The Omaha Beach landing, as depicted in Saving Private Ryan ranks as one of the best sequences in film, since it gives us a true sense of what it was like that day. D-Day wasn’t the most epic nor pivotal battle of World War II, but its symbolism was huge. It was the dramatic, direct assault on Hitler’s Reich. While Allied troops had been battling on European soil in Italy since 1943, D-Day was a dramatic escalation. Several thousand men were killed that day, thousands more wounded, many gravely so. It’s hard to imagine what was going through the minds of these guys. Probably a ton of fear, impatience, dread, anger. Heres the story of a medic who was 22 when he took part in D-Day. He’s still haunted by the horror of his experiences and the men he couldn’t save.
In the 21st century we have a dearth of men that we can look up to. There is a conscious effort to wipe out traditional masculinity and to equate quitters with heroes. Its painfully obvious that popular media outlets and mainstream opinion makers have no interest in keeping alive the memory of the brutal battles American men have fought over the centuries to defeat the forces of evil that sought to consume us.
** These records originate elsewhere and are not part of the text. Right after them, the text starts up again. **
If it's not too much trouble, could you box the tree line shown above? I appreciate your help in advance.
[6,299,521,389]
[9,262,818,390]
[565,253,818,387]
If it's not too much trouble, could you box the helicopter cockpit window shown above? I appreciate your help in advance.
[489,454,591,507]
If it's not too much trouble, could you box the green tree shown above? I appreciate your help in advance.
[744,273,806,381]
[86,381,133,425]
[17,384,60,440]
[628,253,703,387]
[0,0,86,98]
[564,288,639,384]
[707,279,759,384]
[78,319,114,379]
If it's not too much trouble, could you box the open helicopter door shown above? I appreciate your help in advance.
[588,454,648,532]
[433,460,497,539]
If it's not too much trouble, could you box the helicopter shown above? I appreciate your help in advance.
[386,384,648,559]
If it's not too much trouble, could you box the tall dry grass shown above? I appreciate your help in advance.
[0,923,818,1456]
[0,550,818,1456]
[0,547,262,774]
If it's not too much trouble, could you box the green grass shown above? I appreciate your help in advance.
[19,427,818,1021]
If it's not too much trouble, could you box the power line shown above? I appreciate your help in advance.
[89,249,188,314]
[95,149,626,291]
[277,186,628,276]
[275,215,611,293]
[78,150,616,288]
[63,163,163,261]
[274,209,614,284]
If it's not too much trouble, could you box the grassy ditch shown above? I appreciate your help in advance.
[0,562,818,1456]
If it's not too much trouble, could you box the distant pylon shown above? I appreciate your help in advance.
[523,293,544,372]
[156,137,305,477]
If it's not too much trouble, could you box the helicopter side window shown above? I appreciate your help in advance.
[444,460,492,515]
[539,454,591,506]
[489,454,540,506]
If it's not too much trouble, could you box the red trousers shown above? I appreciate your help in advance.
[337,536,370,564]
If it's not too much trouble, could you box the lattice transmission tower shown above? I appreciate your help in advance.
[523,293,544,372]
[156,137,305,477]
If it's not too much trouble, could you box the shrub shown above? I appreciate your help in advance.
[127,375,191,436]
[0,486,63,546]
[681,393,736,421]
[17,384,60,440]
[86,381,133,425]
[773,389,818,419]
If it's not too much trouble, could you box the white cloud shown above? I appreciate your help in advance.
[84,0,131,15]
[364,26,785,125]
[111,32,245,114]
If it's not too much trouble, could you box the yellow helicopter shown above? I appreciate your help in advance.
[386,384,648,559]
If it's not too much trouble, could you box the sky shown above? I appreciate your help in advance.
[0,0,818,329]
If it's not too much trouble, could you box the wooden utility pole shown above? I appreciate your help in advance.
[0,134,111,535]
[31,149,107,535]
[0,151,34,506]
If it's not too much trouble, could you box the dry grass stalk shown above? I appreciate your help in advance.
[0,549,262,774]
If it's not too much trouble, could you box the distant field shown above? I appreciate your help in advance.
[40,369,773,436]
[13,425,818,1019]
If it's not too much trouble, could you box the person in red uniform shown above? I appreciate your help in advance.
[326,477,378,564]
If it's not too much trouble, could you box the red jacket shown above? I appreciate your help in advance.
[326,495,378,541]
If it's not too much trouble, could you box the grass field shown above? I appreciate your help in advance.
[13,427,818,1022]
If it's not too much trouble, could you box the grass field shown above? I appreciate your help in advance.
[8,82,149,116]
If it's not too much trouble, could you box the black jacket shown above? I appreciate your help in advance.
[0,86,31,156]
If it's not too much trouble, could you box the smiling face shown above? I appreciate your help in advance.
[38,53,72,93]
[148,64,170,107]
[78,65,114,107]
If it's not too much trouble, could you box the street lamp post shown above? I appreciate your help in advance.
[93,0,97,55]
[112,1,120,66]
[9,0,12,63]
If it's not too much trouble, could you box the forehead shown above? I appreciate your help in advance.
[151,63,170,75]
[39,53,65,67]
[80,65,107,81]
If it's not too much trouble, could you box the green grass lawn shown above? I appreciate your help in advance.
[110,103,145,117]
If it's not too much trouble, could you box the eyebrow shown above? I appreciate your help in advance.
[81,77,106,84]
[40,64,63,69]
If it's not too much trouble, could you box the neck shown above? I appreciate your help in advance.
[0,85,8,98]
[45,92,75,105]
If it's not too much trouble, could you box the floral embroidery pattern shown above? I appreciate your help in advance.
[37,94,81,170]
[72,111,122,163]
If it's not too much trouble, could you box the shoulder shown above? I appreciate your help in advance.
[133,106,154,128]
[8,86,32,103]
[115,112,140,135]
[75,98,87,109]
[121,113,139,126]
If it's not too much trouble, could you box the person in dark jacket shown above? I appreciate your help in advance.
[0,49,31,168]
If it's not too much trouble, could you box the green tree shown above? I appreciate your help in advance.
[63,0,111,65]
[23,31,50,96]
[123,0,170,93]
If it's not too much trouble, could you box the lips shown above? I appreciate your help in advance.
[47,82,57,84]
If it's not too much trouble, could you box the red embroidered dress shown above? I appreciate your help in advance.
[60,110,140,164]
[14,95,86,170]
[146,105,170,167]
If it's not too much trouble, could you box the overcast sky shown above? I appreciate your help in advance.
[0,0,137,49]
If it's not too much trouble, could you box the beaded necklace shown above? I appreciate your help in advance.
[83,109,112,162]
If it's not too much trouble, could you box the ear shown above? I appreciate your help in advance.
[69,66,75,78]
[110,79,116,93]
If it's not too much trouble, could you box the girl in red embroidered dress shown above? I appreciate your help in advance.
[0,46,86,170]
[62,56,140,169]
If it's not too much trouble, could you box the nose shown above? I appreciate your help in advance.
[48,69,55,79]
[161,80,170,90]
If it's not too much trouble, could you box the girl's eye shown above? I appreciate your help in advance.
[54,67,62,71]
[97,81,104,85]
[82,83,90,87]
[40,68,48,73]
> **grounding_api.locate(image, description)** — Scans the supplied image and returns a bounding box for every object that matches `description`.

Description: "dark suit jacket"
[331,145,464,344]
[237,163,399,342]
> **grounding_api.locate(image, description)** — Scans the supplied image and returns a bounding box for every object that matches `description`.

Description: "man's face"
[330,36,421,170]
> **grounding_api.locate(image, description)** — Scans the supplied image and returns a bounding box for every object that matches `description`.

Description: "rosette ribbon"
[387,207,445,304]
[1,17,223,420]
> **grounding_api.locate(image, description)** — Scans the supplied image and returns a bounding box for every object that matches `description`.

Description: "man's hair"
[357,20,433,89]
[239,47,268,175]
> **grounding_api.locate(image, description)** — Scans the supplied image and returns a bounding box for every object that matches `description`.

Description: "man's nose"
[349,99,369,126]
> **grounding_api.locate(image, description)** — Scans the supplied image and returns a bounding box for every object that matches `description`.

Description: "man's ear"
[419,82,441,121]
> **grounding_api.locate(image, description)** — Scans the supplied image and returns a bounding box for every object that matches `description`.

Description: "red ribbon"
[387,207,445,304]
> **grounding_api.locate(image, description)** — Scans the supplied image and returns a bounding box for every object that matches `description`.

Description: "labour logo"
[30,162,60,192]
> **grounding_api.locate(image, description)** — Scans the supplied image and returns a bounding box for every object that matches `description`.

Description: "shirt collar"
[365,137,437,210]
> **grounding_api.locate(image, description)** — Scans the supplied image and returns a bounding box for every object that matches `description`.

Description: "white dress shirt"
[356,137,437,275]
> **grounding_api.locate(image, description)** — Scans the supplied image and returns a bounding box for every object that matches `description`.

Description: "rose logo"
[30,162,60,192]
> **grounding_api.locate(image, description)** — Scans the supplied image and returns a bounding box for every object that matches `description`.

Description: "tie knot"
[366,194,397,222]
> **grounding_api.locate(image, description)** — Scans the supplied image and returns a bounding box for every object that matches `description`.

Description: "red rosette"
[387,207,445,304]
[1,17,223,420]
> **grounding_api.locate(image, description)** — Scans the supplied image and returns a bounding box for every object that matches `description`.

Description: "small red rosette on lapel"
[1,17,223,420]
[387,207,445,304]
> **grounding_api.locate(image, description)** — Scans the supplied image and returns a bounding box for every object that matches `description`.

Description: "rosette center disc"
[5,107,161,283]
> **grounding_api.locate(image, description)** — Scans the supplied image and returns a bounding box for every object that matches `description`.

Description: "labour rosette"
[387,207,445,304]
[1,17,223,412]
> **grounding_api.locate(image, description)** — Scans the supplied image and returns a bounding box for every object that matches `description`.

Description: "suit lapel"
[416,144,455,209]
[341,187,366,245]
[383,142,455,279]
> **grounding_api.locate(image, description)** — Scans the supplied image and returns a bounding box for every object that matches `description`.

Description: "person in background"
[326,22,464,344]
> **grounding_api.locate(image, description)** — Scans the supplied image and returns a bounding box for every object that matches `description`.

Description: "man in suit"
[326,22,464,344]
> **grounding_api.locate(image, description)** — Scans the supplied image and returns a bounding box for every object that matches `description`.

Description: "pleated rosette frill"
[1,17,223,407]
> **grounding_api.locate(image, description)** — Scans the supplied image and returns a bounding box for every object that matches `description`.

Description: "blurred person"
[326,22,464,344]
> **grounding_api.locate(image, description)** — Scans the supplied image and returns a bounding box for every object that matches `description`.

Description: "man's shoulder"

Though D-Day was a punishing event in history, the mission was clear and the enemy defined, secure a beachhead by killing the Germans defending it. Today the enemies we face are less defined. To quote the Roman philosopher Cicero:
“A nation can survive its fools, and even the ambitious. But it cannot survive treason from within. An enemy at the gates is less formidable, for he is known and carries his banner openly. But the traitor moves amongst those within the gate freely, his sly whispers rustling through all the alleys, heard in the very halls of government itself. For the traitor appears not a traitor; he speaks in accents familiar to his victims, and he wears their face and their arguments, he appeals to the baseness that lies deep in the hearts of all men. He rots the soul of a nation, he works secretly and unknown in the night to undermine the pillars of the city, he infects the body politic so that it can no longer resist. A murderer is less to fear. The traitor is the plague.”
We men of the 21st century face enemies just as sinister as the Nazis and Communists of battles past. Their ideologies however have brainwashed millions of our fellow citizens to an astonishing degree. We’ve got an obligation to identify and face our enemies, challenge their poisonous lies, and refute their historical distortions.
Much has been written about the heroism and bravery of the men who fought on D-Day. I’m sure most of them were scared shitless, but they showed up. Courage isn’t the same as fearlessness, its doing what you fear.